Secretary of State Hillary Clinton recently said that "the rich are not paying their fair share" of taxes in the United States and other developed countries.

Is she right? It depends on what you consider fair. Using 2006 data, The New York Times found that the richest 20 percent of households were paying 26 percent of their income to the federal government in the form of income, payroll, corporate, and excise taxes. The average for all familes? 21 percent.

And there's this: "In 2006, the top quintile of households earned 55.7 percent of pretax income and paid 69.3 percent of federal taxes, while the top 1 percent of households earned 18.8 percent of income and paid 28.3 percent of taxes."

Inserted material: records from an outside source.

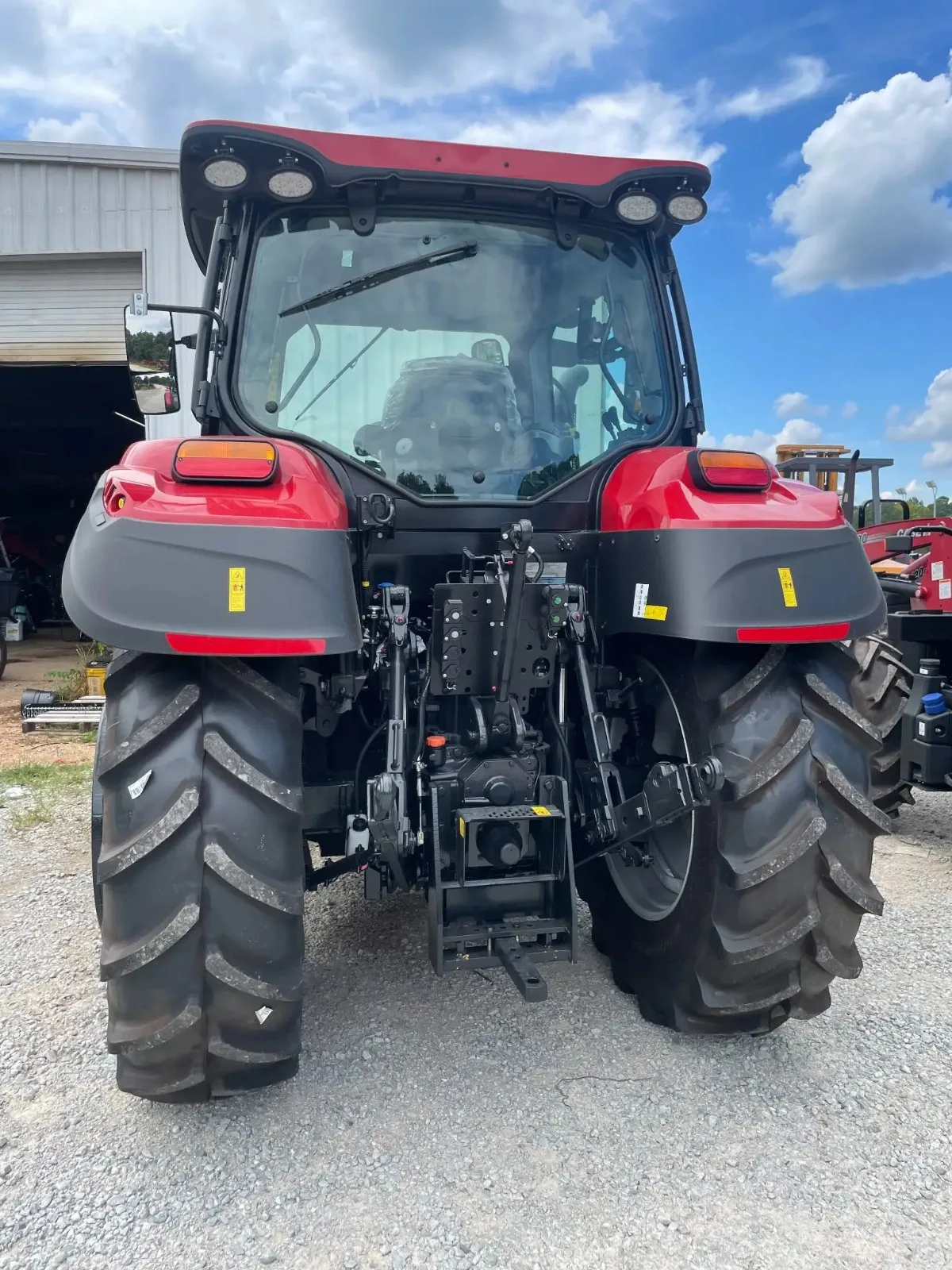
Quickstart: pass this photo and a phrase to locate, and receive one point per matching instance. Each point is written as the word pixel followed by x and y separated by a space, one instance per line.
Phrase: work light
pixel 685 209
pixel 638 209
pixel 225 171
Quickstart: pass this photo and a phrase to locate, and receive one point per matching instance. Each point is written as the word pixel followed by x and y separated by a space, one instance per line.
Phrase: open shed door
pixel 67 309
pixel 67 410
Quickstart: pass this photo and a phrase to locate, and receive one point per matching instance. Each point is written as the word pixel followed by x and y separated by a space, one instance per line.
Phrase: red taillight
pixel 243 645
pixel 793 634
pixel 730 470
pixel 113 497
pixel 230 461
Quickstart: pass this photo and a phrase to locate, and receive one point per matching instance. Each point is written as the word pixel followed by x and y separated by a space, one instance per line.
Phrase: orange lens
pixel 213 448
pixel 228 461
pixel 733 469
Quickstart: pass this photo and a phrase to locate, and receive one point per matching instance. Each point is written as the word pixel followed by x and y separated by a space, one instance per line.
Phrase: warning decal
pixel 236 591
pixel 640 600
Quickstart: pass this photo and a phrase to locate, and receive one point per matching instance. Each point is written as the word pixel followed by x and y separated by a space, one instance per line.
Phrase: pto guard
pixel 224 569
pixel 774 567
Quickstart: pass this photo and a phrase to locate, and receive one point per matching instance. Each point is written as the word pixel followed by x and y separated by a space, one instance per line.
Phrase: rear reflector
pixel 733 470
pixel 238 645
pixel 793 634
pixel 228 461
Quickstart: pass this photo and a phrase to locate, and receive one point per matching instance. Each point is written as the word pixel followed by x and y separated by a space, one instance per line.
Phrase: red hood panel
pixel 651 489
pixel 302 495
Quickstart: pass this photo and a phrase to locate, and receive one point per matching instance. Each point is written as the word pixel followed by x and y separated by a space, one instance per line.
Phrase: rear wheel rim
pixel 655 892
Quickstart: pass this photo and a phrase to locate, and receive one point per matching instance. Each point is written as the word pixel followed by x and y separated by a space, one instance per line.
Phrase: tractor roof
pixel 340 160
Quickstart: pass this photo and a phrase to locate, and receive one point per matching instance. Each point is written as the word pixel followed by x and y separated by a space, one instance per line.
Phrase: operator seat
pixel 456 417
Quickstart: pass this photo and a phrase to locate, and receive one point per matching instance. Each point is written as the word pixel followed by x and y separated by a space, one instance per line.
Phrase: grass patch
pixel 70 685
pixel 44 781
pixel 29 817
pixel 48 778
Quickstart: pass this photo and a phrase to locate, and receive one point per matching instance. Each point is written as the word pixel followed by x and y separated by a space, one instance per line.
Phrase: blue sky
pixel 820 285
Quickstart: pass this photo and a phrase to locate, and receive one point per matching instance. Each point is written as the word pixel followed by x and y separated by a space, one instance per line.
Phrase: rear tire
pixel 880 694
pixel 778 874
pixel 202 874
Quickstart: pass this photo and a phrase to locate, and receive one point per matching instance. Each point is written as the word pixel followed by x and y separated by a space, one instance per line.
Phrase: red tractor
pixel 446 596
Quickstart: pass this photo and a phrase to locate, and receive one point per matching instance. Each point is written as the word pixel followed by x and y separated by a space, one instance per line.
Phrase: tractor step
pixel 480 920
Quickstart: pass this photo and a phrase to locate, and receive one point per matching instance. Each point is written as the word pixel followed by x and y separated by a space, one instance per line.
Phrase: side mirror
pixel 150 349
pixel 886 512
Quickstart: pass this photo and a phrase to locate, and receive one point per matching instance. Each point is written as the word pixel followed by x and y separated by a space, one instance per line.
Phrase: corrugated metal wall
pixel 59 200
pixel 67 308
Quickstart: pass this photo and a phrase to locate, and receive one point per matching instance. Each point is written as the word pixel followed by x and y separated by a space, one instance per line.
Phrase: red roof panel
pixel 400 156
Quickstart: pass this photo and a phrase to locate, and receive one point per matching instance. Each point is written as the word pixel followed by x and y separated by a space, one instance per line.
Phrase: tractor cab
pixel 460 323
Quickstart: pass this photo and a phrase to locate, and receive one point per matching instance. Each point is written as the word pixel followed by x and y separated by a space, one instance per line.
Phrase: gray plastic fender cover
pixel 706 583
pixel 131 583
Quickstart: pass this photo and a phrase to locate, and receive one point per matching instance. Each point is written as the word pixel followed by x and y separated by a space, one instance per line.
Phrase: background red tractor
pixel 444 595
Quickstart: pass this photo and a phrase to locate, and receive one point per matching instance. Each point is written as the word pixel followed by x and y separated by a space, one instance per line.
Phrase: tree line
pixel 149 348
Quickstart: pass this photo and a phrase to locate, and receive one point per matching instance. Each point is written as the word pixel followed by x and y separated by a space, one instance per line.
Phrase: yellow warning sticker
pixel 236 591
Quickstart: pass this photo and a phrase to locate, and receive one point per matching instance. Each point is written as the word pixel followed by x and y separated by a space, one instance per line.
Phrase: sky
pixel 820 283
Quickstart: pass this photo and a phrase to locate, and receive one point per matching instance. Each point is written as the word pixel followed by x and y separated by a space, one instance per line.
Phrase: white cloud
pixel 805 78
pixel 873 205
pixel 933 423
pixel 152 69
pixel 795 432
pixel 643 120
pixel 789 404
pixel 86 127
pixel 401 67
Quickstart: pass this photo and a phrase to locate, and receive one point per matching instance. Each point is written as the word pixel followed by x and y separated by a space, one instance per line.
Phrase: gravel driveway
pixel 450 1124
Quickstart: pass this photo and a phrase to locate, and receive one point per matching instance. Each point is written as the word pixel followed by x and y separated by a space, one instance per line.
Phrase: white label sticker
pixel 640 600
pixel 554 573
pixel 137 787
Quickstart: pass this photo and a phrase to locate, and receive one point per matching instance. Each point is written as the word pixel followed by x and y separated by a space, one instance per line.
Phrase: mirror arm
pixel 192 309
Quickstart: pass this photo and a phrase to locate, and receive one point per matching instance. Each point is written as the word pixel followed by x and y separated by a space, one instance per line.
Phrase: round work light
pixel 685 209
pixel 225 171
pixel 638 209
pixel 290 183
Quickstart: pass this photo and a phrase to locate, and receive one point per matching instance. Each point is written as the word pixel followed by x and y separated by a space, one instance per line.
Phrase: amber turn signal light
pixel 730 470
pixel 225 461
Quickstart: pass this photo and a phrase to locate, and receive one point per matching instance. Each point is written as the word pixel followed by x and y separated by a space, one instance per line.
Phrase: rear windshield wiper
pixel 447 256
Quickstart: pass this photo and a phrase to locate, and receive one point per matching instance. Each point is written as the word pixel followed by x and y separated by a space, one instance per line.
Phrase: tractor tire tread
pixel 202 856
pixel 787 876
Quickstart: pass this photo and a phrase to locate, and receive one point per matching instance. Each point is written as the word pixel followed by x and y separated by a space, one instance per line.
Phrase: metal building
pixel 82 228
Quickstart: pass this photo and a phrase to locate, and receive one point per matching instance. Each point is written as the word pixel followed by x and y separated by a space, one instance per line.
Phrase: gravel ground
pixel 448 1124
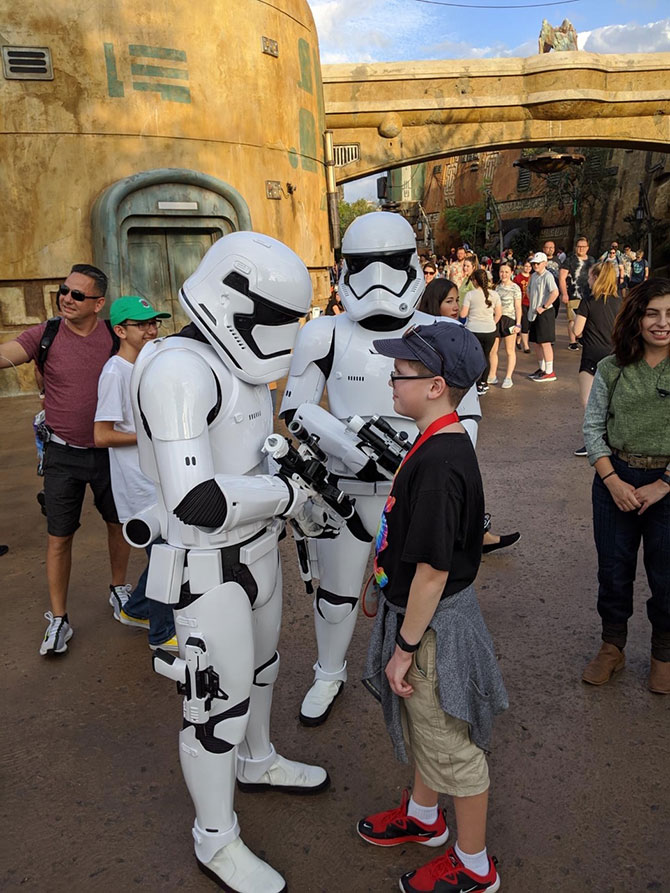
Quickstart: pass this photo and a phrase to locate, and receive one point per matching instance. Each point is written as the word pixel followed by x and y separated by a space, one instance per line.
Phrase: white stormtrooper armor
pixel 380 286
pixel 203 411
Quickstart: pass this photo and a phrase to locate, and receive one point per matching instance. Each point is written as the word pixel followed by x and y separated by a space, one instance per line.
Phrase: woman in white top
pixel 481 312
pixel 509 325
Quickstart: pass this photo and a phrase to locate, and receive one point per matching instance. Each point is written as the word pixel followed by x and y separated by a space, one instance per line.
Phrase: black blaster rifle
pixel 306 467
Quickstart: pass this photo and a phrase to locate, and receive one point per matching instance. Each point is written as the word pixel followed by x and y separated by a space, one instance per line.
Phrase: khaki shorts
pixel 440 744
pixel 572 306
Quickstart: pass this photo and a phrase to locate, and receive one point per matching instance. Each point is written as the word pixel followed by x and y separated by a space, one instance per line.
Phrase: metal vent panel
pixel 27 63
pixel 346 154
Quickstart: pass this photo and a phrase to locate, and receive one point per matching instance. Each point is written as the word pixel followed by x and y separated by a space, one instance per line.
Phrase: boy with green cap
pixel 135 322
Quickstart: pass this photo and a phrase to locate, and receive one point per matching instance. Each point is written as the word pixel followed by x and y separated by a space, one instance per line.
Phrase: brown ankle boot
pixel 608 661
pixel 659 677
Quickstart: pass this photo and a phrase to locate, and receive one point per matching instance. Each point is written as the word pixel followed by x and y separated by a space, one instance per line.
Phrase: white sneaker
pixel 236 868
pixel 287 776
pixel 58 634
pixel 319 700
pixel 118 596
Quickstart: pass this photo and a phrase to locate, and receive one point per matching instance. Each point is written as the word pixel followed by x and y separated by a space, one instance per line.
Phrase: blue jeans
pixel 161 618
pixel 618 536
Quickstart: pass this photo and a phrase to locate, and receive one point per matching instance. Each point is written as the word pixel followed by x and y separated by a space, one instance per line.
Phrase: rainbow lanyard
pixel 433 428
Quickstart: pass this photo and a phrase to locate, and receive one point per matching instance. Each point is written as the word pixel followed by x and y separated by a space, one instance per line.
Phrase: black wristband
pixel 403 645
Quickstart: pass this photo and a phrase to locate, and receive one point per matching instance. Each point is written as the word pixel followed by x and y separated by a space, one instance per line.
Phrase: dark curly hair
pixel 433 295
pixel 627 336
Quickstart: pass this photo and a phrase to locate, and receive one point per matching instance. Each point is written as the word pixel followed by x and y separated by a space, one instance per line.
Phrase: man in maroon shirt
pixel 80 349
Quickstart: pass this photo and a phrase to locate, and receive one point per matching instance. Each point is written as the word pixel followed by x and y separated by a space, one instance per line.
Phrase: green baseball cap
pixel 133 307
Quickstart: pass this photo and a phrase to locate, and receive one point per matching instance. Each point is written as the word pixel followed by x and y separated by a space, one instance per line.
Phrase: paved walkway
pixel 93 798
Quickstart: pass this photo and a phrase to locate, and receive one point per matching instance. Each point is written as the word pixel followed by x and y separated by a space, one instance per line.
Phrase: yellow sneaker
pixel 168 645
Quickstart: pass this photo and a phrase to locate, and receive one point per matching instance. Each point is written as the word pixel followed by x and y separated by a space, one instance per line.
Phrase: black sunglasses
pixel 76 294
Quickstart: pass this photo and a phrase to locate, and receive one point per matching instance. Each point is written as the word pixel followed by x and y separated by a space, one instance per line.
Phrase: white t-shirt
pixel 480 317
pixel 133 491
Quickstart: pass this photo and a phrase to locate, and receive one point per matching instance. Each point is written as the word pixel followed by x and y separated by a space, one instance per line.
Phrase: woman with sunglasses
pixel 429 272
pixel 627 437
pixel 469 267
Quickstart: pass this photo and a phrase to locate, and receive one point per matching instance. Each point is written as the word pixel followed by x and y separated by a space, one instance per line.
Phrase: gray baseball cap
pixel 446 348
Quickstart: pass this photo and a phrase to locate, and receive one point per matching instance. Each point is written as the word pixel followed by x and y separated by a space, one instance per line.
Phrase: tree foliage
pixel 468 222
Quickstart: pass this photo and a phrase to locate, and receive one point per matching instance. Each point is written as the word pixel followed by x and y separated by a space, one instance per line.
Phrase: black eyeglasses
pixel 143 326
pixel 76 294
pixel 395 376
pixel 412 333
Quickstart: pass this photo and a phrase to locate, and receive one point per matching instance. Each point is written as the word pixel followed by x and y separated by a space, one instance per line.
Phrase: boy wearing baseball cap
pixel 135 322
pixel 431 659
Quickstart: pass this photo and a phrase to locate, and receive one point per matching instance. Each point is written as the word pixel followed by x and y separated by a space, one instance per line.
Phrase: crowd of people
pixel 429 629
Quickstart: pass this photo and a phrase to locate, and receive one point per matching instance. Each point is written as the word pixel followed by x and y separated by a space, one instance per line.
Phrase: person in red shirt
pixel 80 349
pixel 522 279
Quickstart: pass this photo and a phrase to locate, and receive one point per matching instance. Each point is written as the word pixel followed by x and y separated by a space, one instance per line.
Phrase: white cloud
pixel 367 30
pixel 395 30
pixel 653 37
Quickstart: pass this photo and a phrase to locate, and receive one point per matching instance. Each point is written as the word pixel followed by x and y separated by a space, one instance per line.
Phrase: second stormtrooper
pixel 203 414
pixel 380 286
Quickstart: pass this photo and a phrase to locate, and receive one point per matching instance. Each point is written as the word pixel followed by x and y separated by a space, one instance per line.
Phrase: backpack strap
pixel 48 335
pixel 50 332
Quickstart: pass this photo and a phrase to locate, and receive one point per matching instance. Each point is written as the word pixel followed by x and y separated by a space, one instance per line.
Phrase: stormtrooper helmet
pixel 247 297
pixel 381 274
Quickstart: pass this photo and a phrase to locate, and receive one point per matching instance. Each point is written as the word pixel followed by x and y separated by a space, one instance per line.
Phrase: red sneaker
pixel 394 826
pixel 447 874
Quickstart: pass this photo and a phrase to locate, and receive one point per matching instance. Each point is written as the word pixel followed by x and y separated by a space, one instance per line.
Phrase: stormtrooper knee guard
pixel 271 771
pixel 335 620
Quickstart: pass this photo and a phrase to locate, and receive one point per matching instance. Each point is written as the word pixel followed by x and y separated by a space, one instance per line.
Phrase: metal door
pixel 160 260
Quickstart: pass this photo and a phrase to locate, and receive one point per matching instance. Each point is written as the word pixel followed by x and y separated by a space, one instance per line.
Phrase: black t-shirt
pixel 434 515
pixel 597 336
pixel 578 276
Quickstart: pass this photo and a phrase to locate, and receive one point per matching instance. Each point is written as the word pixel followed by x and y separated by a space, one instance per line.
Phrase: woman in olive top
pixel 627 437
pixel 594 323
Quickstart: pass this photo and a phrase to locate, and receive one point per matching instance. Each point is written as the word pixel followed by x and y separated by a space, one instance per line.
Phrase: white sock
pixel 425 814
pixel 478 863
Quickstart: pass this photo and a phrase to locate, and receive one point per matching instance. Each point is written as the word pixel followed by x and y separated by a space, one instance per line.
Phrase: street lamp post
pixel 492 208
pixel 643 212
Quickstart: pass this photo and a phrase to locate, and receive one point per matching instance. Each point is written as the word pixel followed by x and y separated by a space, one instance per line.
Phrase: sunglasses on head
pixel 76 294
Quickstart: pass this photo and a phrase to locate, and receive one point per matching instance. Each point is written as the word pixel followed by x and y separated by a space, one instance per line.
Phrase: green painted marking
pixel 158 71
pixel 307 140
pixel 114 85
pixel 139 49
pixel 171 92
pixel 321 111
pixel 305 58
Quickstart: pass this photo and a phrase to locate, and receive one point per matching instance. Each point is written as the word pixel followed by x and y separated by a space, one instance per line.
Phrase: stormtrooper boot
pixel 319 700
pixel 275 773
pixel 236 869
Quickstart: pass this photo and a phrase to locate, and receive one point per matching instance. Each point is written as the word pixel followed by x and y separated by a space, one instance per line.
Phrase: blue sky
pixel 400 30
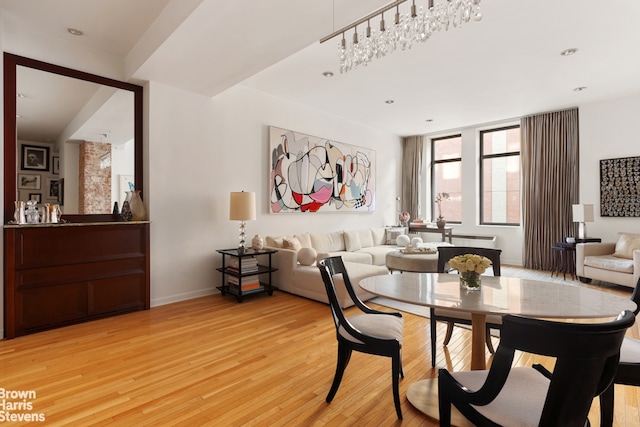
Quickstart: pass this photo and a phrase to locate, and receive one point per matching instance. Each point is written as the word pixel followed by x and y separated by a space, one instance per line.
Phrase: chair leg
pixel 447 336
pixel 433 339
pixel 344 354
pixel 606 407
pixel 489 342
pixel 444 406
pixel 396 369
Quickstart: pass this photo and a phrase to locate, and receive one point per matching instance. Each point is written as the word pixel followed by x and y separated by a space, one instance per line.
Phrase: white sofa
pixel 617 262
pixel 363 252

Paying in a lot more than you get out? That doesn't seem fair.

The rich are different than you and me; they've got more money. And they pay more taxes.

Politicians are different too--they rarely say what they really mean. Perhaps what Secretary Clinton means is that the rich can always pay more than they're already paying.

That would explain why she and the president are lobbying to let the Bush tax cuts expire at the end of the year, a policy that would raise all sorts of taxes on all sorts of people.

Which doesn't sound all that fair either.

Produced by Meredith Bragg and Nick Gillespie.

Go to http://reason.com/blog/2010/05/28/hillary-clinton-the-rich-are-d for documentation and graphs.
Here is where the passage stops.